The omission of cooperative corporations and condominium associations from E.O. 202.38 highlights the challenge for Residential Operators to craft Safety Plans and establish protocols and rules to minimize risk to their owners, tenants, residents and staff, and minimize their own potential exposure for claims of negligence, breach of the warranty of habitability, breach of contract, or breach of fiduciary duty that could arise if they do not take appropriate steps to protect the health of staff, residents and visitors.  At the same time, Residential Operators may have exposure for claims of breach of fiduciary duty, frustration of purpose, breach of the covenant of quiet enjoyment or breach of the warranty of habitability from proprietary lessees or breach of the by-laws, that could arise from depriving proprietary lessees or condominium unit owners of the full use and enjoyment of their apartments, if a guest, contractor, moving company, employee, nanny, dog walker, or other invitee is turned away based upon temperature screening or other discretionary COVID-related screening, beyond a failure to comply with mandatory face covering protocols.  A cooperative or condominium board, like the board of a for-profit business corporation, is obligated to act within its authority under its governing documents and in a manner that is based upon the exercise of its business judgment, in good faith, and in a non-discriminatory manner.  Cooperative and condominium boards also have fiduciary obligations to their owners, over and above their contractual obligations.  However, if a board imposes restrictions on owners that are not mandated by law or are not expressly authorized by the entity’s governing documents, the board’s actions will be ultra vires and unenforceable, and also could expose the board or entity to liability. 
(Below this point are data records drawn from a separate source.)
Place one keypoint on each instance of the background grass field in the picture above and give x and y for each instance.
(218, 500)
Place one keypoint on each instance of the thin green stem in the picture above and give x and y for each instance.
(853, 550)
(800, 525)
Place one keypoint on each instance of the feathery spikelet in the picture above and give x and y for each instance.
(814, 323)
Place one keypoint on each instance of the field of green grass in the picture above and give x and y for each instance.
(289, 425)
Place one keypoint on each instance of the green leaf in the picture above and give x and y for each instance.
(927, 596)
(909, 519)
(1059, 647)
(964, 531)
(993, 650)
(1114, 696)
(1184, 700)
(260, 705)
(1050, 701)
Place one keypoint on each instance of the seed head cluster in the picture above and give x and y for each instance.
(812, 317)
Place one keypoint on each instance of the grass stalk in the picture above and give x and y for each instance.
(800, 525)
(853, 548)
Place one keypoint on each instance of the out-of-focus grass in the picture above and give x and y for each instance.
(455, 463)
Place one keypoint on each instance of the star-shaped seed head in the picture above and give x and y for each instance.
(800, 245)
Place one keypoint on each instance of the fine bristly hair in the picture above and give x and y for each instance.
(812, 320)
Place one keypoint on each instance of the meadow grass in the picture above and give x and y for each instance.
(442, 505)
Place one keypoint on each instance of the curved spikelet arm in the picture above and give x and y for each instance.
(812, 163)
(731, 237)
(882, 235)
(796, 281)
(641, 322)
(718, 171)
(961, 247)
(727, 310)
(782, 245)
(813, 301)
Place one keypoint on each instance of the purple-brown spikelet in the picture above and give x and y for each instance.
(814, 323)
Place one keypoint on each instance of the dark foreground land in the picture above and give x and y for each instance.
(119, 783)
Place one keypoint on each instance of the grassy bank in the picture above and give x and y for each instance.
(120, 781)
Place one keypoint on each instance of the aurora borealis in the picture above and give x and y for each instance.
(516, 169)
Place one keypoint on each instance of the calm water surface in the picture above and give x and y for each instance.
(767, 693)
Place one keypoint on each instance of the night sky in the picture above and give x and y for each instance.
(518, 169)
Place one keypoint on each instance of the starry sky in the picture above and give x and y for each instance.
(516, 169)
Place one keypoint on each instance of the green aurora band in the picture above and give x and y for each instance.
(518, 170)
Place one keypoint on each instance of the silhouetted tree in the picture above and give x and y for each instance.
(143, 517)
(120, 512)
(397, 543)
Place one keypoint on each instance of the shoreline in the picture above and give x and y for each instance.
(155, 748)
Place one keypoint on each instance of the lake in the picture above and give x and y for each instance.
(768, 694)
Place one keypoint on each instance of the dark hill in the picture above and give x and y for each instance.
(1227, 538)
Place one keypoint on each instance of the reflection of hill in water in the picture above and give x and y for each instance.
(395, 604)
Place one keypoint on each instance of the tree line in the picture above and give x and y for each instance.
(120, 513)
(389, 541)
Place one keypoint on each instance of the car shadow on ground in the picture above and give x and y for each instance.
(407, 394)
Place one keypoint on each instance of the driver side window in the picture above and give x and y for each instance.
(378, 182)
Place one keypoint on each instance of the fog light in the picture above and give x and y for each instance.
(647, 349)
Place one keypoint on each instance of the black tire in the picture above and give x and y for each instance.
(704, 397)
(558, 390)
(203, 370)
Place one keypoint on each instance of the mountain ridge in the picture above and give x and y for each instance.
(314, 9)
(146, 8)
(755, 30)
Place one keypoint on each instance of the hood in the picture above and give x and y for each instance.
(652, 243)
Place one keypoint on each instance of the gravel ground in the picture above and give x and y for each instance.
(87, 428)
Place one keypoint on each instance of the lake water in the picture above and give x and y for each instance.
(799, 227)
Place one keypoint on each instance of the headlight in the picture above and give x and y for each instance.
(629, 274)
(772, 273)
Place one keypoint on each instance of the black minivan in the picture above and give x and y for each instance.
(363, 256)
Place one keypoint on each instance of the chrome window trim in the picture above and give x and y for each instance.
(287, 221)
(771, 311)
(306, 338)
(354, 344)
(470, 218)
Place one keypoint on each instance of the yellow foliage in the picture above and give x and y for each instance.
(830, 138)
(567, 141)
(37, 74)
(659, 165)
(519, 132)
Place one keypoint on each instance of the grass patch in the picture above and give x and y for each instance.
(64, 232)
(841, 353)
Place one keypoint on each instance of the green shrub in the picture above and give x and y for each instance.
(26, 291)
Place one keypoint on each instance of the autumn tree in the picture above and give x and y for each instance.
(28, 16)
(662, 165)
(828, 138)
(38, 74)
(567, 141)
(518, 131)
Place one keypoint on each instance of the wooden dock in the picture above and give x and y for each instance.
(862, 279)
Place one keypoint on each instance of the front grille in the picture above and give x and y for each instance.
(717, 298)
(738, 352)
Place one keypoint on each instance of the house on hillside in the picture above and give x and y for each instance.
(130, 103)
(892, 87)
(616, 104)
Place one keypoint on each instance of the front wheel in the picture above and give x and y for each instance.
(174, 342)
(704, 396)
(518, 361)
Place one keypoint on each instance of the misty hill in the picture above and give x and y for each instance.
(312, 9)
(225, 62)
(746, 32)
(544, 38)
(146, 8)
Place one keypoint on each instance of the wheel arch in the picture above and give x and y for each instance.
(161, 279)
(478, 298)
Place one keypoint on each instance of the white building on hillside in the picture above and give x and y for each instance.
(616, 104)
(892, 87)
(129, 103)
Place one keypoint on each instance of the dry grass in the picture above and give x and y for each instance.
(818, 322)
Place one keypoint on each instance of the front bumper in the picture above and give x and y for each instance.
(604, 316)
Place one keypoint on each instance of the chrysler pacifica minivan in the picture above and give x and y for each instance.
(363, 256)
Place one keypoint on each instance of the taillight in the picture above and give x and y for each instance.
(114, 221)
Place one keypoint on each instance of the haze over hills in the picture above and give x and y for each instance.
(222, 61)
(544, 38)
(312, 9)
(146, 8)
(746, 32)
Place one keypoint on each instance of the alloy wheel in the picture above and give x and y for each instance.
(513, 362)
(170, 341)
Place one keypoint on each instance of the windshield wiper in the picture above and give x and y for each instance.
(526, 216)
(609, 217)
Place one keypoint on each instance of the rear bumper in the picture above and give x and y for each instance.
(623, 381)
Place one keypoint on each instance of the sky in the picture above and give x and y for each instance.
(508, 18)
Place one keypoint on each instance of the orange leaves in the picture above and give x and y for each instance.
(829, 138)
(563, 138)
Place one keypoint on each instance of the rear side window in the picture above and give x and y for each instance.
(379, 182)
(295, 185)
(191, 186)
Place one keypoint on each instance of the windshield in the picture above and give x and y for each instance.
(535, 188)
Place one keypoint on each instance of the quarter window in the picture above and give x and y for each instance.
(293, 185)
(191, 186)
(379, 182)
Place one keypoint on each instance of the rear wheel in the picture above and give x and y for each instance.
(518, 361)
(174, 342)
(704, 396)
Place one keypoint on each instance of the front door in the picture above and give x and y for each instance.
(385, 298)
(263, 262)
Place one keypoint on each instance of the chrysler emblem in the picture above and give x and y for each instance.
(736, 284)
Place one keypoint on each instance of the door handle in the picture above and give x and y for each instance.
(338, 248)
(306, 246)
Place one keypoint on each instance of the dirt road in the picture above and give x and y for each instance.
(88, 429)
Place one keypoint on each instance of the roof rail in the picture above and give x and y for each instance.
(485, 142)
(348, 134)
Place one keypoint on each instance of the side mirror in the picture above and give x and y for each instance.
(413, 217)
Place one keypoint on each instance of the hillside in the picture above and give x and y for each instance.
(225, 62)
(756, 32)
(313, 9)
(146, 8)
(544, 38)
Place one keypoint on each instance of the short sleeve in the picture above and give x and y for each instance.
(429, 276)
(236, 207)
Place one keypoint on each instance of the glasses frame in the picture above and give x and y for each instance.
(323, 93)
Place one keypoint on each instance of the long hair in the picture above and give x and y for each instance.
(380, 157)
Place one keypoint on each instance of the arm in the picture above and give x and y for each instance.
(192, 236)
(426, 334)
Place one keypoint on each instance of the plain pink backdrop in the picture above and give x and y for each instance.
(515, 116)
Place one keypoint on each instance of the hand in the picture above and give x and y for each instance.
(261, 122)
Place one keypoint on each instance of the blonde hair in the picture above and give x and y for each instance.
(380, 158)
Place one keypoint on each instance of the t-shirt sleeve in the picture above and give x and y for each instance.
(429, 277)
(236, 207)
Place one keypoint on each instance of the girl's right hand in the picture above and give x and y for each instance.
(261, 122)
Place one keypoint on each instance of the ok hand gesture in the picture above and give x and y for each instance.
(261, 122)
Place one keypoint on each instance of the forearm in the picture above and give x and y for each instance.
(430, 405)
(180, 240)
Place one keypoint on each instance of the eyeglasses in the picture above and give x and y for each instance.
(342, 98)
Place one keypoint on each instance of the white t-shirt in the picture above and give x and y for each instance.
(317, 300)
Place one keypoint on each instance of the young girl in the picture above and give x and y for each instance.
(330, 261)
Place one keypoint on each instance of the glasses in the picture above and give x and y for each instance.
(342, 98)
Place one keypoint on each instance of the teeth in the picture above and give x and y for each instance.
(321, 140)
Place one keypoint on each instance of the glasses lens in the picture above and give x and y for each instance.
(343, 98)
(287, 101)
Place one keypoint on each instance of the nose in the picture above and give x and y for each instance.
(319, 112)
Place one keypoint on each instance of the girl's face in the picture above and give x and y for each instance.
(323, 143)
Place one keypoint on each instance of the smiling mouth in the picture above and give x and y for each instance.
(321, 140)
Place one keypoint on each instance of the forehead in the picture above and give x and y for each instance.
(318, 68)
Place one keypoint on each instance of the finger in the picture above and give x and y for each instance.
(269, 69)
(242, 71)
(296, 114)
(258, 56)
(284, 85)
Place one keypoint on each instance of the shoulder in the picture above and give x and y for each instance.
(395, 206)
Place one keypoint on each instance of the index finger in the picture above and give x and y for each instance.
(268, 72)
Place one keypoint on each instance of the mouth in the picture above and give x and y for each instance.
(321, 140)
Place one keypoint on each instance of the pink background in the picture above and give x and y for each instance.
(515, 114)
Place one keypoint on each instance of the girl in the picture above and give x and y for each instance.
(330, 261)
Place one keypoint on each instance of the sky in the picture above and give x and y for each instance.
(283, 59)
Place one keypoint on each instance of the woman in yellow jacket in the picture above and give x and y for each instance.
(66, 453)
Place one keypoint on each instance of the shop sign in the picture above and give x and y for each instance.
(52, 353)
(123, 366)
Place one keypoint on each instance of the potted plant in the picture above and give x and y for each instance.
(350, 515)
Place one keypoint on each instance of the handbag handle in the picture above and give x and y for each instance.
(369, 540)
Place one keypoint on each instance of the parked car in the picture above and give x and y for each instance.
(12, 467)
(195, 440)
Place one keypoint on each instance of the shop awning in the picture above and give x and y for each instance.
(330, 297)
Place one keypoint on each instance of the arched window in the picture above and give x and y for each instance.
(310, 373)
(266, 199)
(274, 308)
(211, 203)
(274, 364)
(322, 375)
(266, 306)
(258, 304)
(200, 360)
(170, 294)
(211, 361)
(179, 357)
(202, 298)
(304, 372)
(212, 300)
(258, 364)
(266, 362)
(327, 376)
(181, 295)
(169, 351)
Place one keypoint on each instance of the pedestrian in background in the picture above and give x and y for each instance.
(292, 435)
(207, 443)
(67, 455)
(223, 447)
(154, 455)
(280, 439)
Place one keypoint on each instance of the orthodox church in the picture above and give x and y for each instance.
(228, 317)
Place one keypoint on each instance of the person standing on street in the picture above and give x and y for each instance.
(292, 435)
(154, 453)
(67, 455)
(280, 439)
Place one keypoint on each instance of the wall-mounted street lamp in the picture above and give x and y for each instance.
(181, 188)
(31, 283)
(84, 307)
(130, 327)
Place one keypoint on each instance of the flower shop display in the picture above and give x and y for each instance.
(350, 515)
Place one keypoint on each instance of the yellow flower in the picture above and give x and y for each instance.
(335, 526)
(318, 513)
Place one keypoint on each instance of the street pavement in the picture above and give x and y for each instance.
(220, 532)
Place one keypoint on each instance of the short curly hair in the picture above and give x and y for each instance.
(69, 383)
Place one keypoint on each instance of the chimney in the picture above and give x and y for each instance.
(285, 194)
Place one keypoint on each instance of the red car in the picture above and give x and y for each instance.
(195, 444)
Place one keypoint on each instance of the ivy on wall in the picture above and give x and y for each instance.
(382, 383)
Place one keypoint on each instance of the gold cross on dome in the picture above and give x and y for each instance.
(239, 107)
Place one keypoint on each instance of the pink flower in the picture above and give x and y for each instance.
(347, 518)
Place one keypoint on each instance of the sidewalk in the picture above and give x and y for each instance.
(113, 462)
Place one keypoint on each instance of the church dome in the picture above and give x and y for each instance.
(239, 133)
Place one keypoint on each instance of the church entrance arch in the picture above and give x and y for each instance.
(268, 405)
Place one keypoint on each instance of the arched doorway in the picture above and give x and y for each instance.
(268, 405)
Now that New York City is in Phase One of reopening, to the extent that Executive Order 203.38 does not protect Residential Operators from claims of violation of the covenant of quiet enjoyment or frustration of purpose, it appears that overly proactive cooperative and condominium boards and, for that matter, residential building owners, which institute discretionary temperature checks and other protocols or restrictions beyond mandatory face covering requirements, which result in denial of access to residents’ guests, repair people, nannies, dog walkers and the like, may expose themselves to liability for claims by unit owners, proprietary lessees and rental tenants of wrongful deprivation of the use of their apartments.  Generally, pursuant to proprietary leases, condominium by-laws and rental leases, the proprietary lessees, unit owners and rental tenants, respectively, are responsible for the conduct of their family members, tenants, subtenants, guests, and invitees who come into their apartments and the buildings’ common areas.  The challenge for each cooperative and condominium board is to review the language in its own governing documents and find the right balance to minimize the spread of COVID-19 and health risks to its residents/owners and employees, in compliance with applicable legal requirements and guidance and within the confines of its authority under the governing documents, without creating other liabilities.  Given these considerations, the better course of action may be for cooperative and condominium boards to institute all government-mandated protocols for their buildings’ common, public areas (such as required face coverings and the recently issued NYC Department of Buildings COVID-related requirements for construction work), as well as daily certification requirements and screenings for the boards’ vendors and employees, while leaving to the residents and owners, responsibility for additional COVID-related screening of the residents’ guests and invitees.

DISCLAIMER: Because of the generality of this update, the information provided herein may not be applicable in all situations and should not be acted upon without specific legal advice based on particular situations.